New Jersey high school to name gym for Winton native
Published 3:56 pm Friday, December 24, 2021
JERSEY CITY, NJ – A high school gym here will bear the name of a Winton native who exceled as a prep and collegiate athlete and later made her mark as a well-respected coach.
The Jersey City Board of Education has voted to name the gym at McNair Academic High School in honor of its long-time volleyball coach Sharon Felton. It is believed to be the first time a Jersey City public school sports facility is being named for woman.
She is the daughter of the late Reverend James A. Felton and Annie V. Felton, who made their home in Winton.
From grades 1-8, Sharon Felton attended the historic C.S. Brown School in Winton.
When the policy of “freedom-of-choice” was implemented in North Carolina, one of the provisions allowed children to attend the school they wanted.
“During the 1960’s, my parents chose for me and my siblings to attend the integrated European-American school in Ahoskie,” Felton recalled. “My father was one of the prominent Civil Rights leaders in our area. He and others fought for equal education for African-Americans.”
Felton joined the basketball team at Ahoskie High where she played from 1966-1970.
“Coach Tommie Mitchell was an excellent coach [at Ahoskie High School],” Felton said. “He treated me fairly. He showed no bias because of one’s color or race. It was a pleasure having him for a coach and mentor.”
Felton took her growing athletic talent to St. Augustine’s University in Raleigh where she played basketball for four years and graduated in 1974.
“Under the tutelage of coaches Dean Twitty and Dean Forte, we were undefeated my last year, won the conference championship and I was named the Most Valuable Player,” Felton recalled.
Following college, Felton moved to Jersey City to seek employment and where her aunt and uncle were educators.
“More job opportunities existed for African-Americans in the North,” she noted.
Felton landed a job in 1976 teaching at the newly opened McNair Academic High School.
According to an article written by Jake Maher of The Jersey Journal, Felton became a living legend at the school, known for her success as volleyball coach and her larger-than-life personality.
In her interview with Maher, Felton said she is “honored and appreciative” for the recognition.

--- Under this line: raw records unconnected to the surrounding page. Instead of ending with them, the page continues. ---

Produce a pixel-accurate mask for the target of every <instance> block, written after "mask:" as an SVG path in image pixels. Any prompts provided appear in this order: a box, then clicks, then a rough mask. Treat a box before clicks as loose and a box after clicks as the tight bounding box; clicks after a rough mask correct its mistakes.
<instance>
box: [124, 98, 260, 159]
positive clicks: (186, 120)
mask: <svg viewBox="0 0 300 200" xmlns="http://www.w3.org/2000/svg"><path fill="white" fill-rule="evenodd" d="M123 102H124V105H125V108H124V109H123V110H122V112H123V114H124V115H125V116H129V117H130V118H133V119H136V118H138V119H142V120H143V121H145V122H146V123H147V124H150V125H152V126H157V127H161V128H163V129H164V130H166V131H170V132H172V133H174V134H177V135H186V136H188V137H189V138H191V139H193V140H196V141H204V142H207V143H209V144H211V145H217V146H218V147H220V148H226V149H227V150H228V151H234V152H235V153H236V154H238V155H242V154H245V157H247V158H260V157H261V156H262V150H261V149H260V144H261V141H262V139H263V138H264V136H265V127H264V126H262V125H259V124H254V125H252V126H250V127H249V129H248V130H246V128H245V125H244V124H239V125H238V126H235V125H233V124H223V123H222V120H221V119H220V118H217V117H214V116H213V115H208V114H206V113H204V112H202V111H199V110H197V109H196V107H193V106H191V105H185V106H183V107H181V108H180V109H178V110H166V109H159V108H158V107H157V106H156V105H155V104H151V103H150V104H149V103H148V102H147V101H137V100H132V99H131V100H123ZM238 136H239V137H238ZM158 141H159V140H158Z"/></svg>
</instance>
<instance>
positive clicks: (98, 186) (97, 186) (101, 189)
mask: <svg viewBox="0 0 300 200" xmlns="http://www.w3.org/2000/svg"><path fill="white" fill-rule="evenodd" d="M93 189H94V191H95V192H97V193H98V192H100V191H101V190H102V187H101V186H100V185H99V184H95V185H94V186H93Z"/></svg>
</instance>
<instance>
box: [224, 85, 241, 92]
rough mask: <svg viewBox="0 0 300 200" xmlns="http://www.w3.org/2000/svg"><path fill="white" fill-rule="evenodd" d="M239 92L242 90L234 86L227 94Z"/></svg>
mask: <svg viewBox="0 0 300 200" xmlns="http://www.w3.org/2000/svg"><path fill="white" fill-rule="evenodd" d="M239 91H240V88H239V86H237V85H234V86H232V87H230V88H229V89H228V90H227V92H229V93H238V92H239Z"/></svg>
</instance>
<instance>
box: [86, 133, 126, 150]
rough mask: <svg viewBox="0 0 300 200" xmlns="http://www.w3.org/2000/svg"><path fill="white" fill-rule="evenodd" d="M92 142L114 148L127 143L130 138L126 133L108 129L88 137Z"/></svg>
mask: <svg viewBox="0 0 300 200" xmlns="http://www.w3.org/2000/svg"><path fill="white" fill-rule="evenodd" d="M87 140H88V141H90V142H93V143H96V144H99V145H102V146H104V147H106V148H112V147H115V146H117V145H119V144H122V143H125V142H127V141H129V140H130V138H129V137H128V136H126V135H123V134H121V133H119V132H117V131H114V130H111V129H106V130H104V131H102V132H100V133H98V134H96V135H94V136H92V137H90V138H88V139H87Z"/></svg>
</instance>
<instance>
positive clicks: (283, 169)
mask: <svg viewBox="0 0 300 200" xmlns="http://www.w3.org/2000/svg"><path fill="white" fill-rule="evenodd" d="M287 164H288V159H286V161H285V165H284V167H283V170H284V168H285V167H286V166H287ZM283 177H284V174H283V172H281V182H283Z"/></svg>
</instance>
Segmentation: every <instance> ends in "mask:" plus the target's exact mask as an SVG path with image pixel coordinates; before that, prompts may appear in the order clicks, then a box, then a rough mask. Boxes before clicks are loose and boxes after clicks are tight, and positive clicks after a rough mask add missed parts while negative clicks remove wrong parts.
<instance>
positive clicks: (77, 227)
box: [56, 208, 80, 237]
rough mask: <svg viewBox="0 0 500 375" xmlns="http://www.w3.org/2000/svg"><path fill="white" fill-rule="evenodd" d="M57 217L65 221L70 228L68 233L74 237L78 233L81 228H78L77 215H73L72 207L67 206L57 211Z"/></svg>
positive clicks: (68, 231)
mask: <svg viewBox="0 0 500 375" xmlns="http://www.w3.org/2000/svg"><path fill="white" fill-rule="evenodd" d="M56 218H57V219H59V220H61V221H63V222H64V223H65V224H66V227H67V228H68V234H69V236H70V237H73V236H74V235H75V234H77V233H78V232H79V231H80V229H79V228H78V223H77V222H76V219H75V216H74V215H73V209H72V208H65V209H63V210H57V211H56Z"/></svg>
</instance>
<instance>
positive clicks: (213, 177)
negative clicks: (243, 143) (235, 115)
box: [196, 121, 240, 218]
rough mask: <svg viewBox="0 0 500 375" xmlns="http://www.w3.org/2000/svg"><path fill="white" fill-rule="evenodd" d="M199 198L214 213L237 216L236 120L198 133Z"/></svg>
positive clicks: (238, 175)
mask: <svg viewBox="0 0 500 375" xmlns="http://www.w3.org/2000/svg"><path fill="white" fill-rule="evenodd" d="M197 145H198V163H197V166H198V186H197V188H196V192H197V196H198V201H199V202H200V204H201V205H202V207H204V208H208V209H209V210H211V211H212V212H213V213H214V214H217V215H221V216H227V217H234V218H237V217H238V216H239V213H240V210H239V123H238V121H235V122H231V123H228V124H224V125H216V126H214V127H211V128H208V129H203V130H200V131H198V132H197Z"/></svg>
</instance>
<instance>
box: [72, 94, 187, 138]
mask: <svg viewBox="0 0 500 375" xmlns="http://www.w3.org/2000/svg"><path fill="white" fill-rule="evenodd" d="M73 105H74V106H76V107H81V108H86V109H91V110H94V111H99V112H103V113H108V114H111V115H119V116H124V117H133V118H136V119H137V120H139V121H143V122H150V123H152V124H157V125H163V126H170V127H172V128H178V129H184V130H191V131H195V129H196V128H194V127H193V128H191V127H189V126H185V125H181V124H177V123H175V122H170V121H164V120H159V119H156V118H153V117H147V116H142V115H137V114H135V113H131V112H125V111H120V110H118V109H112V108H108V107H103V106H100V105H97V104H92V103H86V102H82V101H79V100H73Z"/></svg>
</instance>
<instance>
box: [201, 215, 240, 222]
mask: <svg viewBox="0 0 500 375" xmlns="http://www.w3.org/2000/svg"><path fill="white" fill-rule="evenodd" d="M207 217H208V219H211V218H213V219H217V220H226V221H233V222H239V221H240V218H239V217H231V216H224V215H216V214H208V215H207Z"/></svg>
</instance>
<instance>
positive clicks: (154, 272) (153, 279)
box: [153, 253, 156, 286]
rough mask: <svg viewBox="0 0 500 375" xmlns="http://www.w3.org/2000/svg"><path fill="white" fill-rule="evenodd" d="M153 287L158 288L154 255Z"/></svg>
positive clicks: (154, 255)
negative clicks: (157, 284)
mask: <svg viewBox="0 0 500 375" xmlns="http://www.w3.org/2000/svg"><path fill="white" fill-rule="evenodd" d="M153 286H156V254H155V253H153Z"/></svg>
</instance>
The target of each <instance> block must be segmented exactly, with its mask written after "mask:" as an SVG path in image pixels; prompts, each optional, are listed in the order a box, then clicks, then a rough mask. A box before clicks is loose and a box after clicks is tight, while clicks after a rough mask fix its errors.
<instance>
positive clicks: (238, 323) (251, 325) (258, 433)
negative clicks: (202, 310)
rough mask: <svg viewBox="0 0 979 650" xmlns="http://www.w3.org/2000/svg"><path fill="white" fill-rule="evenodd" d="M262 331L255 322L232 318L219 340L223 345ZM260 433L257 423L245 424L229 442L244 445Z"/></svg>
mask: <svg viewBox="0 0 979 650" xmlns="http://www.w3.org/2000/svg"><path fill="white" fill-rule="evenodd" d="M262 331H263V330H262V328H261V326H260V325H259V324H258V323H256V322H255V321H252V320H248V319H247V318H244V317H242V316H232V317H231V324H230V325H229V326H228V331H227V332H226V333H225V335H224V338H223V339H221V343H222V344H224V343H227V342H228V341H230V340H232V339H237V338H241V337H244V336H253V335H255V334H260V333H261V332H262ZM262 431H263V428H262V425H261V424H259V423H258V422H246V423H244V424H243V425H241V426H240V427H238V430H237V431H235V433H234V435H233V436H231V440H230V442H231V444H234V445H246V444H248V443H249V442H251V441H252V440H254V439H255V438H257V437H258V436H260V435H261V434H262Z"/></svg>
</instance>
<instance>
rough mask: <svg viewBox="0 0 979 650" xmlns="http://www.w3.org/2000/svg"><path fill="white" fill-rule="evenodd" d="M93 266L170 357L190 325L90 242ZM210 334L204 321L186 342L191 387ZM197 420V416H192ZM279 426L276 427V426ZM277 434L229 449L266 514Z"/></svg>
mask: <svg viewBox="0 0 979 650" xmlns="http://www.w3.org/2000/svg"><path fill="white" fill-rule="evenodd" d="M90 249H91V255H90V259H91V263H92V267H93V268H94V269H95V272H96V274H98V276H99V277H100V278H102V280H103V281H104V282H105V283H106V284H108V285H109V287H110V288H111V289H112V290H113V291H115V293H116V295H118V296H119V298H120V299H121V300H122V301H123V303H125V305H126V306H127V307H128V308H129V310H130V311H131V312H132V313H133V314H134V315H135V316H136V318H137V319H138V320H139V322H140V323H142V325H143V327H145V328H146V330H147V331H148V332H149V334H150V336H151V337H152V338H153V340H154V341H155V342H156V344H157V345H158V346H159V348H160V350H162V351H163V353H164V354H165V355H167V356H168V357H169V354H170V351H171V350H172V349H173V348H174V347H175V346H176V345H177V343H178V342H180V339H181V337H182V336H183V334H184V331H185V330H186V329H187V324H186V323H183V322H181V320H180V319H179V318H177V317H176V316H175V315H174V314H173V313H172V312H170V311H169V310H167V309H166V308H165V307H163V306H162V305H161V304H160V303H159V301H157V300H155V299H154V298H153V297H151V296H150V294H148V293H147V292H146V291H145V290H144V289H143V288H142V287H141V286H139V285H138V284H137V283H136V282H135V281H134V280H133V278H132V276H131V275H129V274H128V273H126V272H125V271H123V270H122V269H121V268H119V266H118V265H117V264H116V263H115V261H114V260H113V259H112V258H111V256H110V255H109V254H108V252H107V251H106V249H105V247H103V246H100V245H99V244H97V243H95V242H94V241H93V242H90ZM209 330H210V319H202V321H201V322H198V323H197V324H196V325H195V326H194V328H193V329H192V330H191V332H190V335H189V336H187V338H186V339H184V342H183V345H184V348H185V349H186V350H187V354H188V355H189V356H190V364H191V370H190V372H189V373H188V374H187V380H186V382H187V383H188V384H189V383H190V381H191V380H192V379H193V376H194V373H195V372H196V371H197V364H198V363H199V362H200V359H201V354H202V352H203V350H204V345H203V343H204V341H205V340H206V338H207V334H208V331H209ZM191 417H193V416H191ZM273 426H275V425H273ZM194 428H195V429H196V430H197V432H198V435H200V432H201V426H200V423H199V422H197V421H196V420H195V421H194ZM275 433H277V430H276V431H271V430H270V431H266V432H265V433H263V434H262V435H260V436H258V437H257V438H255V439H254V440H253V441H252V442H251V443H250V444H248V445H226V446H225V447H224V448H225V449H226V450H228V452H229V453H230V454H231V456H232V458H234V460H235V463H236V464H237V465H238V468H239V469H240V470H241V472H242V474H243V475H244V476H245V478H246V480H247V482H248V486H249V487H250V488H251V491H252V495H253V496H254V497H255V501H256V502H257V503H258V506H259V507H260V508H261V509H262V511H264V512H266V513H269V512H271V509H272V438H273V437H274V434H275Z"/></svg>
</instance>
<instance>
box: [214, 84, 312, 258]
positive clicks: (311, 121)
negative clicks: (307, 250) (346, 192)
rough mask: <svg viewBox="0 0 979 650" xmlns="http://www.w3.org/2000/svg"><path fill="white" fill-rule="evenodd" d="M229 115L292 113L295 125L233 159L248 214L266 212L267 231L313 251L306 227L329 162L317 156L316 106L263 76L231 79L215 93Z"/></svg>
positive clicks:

She acknowledged the board, her former students, and especially her parents.
“My parents were educators and emphasized the importance of gaining knowledge, being honest, respectful and giving to others….that is a part of my DNA,” she said.
“(Felton) is someone who’s considered somewhat of an icon in the McNair community,” said Jersey City School Board President Mussab Ali, who was taught by Felton when he was a student there. “Her legend spans generations of students who have had her.”
Felton began coaching volleyball “around 1987,” she said, and posted an impressive record, winning seven city championships and the 2011 league championships with the girls’ team and the 2009 divisional title for the boys’ team. Winning those volleyball championships were the favorite memories of her 37 years at McNair, she said.
She developed a reputation for a fearsome courtside presence, captured by her nickname: “The Feltonator.”
“She stalked the sidelines with passion and fire, chewing out referees and players alike when she felt they did wrong,” Jalia Carter said in a letter to the school board recommending the gym’s renaming.
Carter played for Felton at McNair and she’s now the school’s volleyball coach.
But Felton wasn’t just tough for the sake of being tough. She demanded the best from her players because she knew they were capable of it and she wanted to see them succeed, Carter wrote.
“Yes, I was tough at times because of the principles and values I inherited from my parents,” Felton stressed. “Both were educators and my father served in the United States Marine Corps. In fact, he was a Montfort Point Marine and drill instructor. My philosophy aligns with the qualities my parents instilled in our family, that we should use our gifts and talents for the greater good of all.”
Felton was known as much for her community leadership at McNair as for her athletic leadership. She often organized events for good causes, like charity carwashes for the team to take part in and breast cancer awareness walks. She’s carried this commitment forward since retiring from McNair. No she participates in the Union Street Block Association, voter registration drives, women’s history events and cancer walks.
In 2014 she founded the Mandela Garden where she grows kale, collards, eggplants, tomatoes, and cucumbers, among other things, and shares the produce with her community.
“It wasn’t just about volleyball,” Carter wrote. “Ms. Felton was and continues to be about people.”